The Berkeley City Council is considering launching an Initial Coin Offering (ICO) to free the city from the specter of losing millions of dollars in federal funding as the Trump administration clamps down on sanctuary cities.
The proposed ICO would help raise funds for administrative projects within Berkeley, like supporting the city’s swelling homeless population and creating affordable housing initiatives.
Berkeley City Council Member Ben Bartlett sees the idea as a novel way to gain more independence from federal monies:
“Berkeley is the center of the resistance, and for the resistance to work, it must have a coin.”
But Don’t Call It a “Coin” Offering …
A task force for charting out a course for an ICO has materialized between UC Berkeley Blockchain Lab, fintech play Neighborly, and Berkeley Mayor Jesse Arreguín.
Neighborly chief operating officer Kiran Jain isn’t calling the project a “coin offering” — rather, he’s dubbing it an initial community offering.
The play on the traditional phrase refers to the intended use-cases Berkeley’s cryptocurrency will fill, such as paying rent within the city or using the crypto to shop at local businesses.
Of the community, by the community, and for the community, right?

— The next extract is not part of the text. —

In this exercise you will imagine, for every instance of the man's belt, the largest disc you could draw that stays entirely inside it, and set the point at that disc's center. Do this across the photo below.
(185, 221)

Berkeley Token Bond-Backed
Rather than just being a fundraising dive, Berkeley will have each of its tokens propped up by municipal bonds. That development in itself would be an unprecedented milestone for the cryptoverse.
The aforementioned Jain noted that Berkeley’s coming from a different angle than usual:
“Unlike most of the ICOs which deliver coins for a future value or service, these coins will represent a real security issued for a specific purpose.”